The Human Instinct
What grade was I in when I learned from either textbook or teacher that humans have no instincts, only reflexes? I can’t remember. But I learned it. I was probably required to know it for an exam. I had forgotten it until yesterday, and I must have unlearned it somewhere along the course of my education or decided myself that it was bananas. I guess it’s one of those comforting things to believe. The idea that humans alone have no instincts sets us apart from and above the other animals, makes us special. We aren’t even animals at all; damn it, we’re humans.
We humans decided we are so special that we estranged ourselves from the entire planet. We went to the moon. We can’t wait to go to Mars. But in the stars we search for something, someone that reflects our individuality. Life. Intelligent life. Life, they say, is the exception in a universe filled with rocks and planets and suns and gasses, and lots and lots of empty space filled with nothing. Wouldn’t it be something if we discovered life in another solar system? Wouldn’t that be special?
Humans, somehow, forget that life is special and, as far as we know, unique. Life right here on earth, life that swims walks crawls flies, life with instincts, life that is connected with all other life, life that has been since it first came to be. Doesn’t life itself make humans special contrast to the immensity of things that are not life?
If humans have only one instinct, that instinct is to make ourselves feel significant. And perhaps we are, because no other creature so flatulently idolizes itself. We do not venerate gods but instead praise ourselves for being acknowledged and protected by the creator of the entire universe. He cradles us in his hands, hands that have fashioned everything and hands that have intricately crafted the destinies of all life that was, is, and ever will be. We are apparently so omnivorous for significance that we need gods to adulate us, too.

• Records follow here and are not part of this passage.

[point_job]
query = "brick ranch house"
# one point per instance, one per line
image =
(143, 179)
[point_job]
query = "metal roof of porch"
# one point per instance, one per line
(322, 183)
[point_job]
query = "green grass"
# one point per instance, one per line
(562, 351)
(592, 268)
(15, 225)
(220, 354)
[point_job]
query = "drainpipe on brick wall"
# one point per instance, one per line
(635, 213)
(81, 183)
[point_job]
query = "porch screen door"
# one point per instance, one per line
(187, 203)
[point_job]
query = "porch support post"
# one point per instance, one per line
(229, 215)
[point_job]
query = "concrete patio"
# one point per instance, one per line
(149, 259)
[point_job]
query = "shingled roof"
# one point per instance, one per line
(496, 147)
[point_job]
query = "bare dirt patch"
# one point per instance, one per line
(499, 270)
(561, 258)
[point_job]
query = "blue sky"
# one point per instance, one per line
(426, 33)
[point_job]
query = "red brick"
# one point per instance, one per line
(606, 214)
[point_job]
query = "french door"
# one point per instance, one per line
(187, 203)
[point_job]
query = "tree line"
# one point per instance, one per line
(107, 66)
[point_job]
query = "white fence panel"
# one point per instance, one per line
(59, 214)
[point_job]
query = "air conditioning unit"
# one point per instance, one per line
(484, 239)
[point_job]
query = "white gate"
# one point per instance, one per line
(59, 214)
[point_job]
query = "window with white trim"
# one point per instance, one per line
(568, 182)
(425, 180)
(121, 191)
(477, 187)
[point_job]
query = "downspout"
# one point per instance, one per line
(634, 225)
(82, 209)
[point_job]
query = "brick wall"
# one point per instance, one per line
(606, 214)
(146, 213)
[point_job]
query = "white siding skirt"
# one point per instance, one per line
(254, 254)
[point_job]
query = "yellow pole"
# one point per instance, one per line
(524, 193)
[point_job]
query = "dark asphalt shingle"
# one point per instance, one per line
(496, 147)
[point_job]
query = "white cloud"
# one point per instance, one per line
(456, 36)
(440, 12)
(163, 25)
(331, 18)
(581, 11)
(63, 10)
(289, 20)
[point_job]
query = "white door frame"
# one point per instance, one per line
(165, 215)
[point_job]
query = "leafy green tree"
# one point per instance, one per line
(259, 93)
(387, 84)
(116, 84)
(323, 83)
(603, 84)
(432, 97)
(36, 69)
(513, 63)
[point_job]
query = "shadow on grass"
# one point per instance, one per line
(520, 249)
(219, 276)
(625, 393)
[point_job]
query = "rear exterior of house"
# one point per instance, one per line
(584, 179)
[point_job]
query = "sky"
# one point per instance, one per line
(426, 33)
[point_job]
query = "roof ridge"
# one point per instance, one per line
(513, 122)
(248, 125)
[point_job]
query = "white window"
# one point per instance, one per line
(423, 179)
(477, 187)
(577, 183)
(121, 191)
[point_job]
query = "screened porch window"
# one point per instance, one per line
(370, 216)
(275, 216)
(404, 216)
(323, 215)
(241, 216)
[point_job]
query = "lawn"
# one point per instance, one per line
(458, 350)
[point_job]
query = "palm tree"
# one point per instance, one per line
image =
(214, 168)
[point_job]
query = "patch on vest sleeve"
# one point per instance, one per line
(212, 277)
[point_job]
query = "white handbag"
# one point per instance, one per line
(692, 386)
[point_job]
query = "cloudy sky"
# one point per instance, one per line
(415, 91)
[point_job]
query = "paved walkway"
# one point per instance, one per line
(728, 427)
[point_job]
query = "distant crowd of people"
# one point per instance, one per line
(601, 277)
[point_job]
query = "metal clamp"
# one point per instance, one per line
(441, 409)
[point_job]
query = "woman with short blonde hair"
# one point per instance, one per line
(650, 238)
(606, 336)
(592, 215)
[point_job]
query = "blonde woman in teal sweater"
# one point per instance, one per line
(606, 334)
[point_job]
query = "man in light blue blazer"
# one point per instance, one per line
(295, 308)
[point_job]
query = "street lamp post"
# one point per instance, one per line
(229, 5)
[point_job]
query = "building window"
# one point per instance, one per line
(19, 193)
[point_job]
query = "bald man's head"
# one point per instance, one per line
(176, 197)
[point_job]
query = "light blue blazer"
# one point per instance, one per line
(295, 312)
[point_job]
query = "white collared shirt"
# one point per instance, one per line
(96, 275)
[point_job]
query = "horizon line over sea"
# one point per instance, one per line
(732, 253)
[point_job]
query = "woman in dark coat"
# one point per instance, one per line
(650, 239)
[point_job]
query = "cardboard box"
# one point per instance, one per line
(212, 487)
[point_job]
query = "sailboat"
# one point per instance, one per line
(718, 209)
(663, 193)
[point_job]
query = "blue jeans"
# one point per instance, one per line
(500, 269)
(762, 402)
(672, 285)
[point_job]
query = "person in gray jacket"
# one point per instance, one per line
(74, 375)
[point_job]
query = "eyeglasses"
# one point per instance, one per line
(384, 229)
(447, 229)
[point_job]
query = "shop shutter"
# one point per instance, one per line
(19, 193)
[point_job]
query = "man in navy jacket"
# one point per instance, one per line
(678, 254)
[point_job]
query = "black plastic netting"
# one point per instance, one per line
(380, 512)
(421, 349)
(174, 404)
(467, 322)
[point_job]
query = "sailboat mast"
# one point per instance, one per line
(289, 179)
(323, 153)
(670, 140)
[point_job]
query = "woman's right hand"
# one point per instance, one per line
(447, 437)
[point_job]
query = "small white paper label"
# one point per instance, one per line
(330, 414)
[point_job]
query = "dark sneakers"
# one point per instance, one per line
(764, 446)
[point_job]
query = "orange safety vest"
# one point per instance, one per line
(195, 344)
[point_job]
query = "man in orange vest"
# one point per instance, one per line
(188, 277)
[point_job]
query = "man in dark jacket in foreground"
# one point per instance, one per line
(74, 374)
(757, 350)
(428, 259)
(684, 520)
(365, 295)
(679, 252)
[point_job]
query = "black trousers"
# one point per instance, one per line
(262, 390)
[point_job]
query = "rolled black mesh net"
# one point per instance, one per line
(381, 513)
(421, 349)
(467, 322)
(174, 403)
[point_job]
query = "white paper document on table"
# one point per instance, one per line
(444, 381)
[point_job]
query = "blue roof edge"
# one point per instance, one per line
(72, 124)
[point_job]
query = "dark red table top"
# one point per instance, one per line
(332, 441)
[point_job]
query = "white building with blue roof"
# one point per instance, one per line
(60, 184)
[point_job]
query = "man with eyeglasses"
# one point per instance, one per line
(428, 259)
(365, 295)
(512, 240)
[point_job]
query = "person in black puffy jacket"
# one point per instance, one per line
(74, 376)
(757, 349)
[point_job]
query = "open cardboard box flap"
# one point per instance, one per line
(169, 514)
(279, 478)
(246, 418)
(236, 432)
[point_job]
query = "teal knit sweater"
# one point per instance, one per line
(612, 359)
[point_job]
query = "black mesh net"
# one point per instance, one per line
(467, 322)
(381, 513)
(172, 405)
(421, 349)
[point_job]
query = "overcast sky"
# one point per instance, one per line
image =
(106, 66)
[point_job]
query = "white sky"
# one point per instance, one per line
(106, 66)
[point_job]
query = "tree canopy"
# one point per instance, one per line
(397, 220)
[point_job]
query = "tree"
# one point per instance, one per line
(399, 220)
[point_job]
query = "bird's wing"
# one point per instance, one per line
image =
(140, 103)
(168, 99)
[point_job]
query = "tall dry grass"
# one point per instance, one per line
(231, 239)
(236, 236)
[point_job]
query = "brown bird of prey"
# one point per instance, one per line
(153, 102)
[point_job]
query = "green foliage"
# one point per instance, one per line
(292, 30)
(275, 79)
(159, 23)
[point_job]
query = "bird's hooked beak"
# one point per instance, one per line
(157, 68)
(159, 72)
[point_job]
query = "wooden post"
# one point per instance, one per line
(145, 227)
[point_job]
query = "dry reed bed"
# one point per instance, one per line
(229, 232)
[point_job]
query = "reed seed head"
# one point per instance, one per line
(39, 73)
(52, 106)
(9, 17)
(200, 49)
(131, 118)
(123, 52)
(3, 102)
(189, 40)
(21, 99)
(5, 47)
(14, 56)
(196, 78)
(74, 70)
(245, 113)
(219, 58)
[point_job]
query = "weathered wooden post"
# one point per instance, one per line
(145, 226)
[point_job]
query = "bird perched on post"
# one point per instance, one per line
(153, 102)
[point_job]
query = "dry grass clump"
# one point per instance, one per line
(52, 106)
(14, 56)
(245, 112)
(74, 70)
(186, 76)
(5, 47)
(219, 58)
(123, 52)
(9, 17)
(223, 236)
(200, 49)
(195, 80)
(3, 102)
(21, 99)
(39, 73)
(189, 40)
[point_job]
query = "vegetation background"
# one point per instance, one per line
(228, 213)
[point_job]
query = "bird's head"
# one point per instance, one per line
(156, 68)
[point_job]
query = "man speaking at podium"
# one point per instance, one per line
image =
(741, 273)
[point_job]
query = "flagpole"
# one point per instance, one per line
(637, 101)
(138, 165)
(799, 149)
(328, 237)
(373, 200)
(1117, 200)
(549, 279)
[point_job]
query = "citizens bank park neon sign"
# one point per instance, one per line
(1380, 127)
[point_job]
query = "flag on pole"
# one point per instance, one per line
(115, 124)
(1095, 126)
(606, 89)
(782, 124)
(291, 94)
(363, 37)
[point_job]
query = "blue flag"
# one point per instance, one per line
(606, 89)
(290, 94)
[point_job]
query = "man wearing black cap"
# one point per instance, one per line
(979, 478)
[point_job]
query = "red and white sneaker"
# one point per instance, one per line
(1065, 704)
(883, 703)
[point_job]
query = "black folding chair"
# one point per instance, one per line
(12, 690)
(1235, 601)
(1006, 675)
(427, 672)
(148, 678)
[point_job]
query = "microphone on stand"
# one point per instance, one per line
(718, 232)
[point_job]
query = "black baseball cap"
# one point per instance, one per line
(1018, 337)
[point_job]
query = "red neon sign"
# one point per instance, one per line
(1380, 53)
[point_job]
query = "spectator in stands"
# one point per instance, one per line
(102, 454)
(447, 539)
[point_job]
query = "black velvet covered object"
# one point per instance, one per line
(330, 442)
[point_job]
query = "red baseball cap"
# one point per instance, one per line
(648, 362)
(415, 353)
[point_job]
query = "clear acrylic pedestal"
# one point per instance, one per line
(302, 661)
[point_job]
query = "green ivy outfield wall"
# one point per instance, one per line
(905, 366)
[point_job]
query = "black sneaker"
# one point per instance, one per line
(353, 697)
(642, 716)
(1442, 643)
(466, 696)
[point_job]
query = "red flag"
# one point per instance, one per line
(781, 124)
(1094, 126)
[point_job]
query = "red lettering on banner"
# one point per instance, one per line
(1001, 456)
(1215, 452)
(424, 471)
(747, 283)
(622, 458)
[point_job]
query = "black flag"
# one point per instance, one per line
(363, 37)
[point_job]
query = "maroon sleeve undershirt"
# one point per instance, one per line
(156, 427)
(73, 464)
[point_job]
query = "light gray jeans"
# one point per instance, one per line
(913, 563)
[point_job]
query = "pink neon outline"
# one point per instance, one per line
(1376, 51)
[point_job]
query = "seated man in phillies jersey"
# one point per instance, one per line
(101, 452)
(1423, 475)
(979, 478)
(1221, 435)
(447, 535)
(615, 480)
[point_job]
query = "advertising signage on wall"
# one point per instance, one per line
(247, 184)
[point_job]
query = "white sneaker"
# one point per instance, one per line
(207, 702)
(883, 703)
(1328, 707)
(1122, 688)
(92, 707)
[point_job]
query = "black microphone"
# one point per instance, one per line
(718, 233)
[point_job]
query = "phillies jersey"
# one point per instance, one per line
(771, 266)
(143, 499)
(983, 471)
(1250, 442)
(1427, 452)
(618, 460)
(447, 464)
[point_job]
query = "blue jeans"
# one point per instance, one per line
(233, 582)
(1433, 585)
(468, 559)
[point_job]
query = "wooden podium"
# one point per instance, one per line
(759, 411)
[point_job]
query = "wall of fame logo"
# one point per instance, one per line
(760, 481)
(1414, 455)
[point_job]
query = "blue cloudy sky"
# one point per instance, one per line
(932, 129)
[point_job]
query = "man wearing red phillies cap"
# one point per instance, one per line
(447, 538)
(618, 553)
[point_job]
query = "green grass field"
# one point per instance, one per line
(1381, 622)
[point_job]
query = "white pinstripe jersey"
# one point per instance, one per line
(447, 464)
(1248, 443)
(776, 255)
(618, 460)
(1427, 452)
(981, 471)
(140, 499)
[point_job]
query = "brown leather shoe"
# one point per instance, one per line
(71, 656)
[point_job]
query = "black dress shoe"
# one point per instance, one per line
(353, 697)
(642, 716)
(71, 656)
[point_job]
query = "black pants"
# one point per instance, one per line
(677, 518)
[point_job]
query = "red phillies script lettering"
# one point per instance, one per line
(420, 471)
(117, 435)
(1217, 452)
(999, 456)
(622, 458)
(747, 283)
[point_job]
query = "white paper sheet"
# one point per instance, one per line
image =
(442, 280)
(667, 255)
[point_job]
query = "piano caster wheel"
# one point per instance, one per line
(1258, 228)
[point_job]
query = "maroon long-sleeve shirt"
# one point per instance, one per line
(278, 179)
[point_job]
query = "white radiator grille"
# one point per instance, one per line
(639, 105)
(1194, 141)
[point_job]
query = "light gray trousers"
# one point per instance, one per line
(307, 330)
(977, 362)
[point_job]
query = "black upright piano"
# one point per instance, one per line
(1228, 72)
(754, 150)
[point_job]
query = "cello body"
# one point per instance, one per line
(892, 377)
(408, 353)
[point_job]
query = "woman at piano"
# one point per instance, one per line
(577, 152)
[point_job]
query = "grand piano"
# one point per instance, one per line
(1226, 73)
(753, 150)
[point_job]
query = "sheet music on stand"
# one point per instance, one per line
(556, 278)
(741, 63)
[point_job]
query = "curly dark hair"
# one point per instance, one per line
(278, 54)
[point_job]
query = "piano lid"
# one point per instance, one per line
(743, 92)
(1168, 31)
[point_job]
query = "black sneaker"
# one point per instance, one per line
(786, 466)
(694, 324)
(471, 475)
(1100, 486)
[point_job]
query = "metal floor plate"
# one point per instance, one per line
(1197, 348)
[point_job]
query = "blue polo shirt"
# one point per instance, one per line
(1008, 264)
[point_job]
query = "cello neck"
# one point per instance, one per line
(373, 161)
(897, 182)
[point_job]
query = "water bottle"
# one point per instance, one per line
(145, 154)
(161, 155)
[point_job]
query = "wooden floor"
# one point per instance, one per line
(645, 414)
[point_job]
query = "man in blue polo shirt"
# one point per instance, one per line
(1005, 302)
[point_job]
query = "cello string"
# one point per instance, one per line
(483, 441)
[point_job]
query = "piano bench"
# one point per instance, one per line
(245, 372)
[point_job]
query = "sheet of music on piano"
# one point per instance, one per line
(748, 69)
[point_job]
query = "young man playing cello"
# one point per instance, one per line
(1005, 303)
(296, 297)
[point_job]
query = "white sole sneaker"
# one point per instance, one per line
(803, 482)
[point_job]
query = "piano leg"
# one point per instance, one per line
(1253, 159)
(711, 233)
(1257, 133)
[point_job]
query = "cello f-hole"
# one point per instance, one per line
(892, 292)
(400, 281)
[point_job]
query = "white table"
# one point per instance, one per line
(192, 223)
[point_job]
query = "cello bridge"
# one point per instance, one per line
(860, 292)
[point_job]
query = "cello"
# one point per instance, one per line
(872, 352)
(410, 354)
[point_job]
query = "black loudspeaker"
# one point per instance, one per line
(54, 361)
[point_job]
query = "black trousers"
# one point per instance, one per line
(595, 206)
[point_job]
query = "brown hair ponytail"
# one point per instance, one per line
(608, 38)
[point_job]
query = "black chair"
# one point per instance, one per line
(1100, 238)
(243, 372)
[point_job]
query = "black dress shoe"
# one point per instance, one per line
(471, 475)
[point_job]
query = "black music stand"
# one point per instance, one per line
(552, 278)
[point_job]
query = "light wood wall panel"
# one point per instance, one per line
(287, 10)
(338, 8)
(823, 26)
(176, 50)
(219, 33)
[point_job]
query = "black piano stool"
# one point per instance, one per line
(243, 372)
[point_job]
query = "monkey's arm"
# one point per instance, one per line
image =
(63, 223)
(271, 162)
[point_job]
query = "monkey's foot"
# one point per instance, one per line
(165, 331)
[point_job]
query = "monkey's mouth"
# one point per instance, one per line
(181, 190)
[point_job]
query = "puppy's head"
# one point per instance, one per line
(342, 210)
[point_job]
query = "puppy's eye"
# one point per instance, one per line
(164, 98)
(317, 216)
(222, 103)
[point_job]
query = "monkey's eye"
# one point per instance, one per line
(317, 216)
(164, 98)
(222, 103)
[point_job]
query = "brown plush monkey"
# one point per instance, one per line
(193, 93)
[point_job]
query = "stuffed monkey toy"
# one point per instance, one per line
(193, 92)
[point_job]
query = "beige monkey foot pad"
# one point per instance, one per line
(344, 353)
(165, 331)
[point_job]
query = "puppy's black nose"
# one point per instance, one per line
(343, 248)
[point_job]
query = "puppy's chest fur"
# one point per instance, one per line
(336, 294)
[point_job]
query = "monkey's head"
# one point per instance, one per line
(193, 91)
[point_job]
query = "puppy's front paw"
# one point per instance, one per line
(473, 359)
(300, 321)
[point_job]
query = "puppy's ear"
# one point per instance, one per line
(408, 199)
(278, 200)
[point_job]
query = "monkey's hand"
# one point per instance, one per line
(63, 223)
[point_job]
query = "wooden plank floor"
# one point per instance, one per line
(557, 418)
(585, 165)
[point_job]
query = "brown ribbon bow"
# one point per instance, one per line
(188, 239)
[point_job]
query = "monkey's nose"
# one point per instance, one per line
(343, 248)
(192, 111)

God or no god, the universe is. Life is. And like all other known life we share instincts bred into us by experience and out of necessity. What is so bad about the squirrel that we don’t want to share its fight-or-flight response? What is so bad about the rabbit that we don’t want to share its sex drive? What is so bad about the wolf that we don’t want to share its instinct to eat? Can’t we appreciate ourselves without depreciating all other life on planet Earth?
I hope today’s science classes have revised their textbooks and teachers to include a better version of human beings, humans with biology and instincts shared, humbly, with all other forms of exceptional life.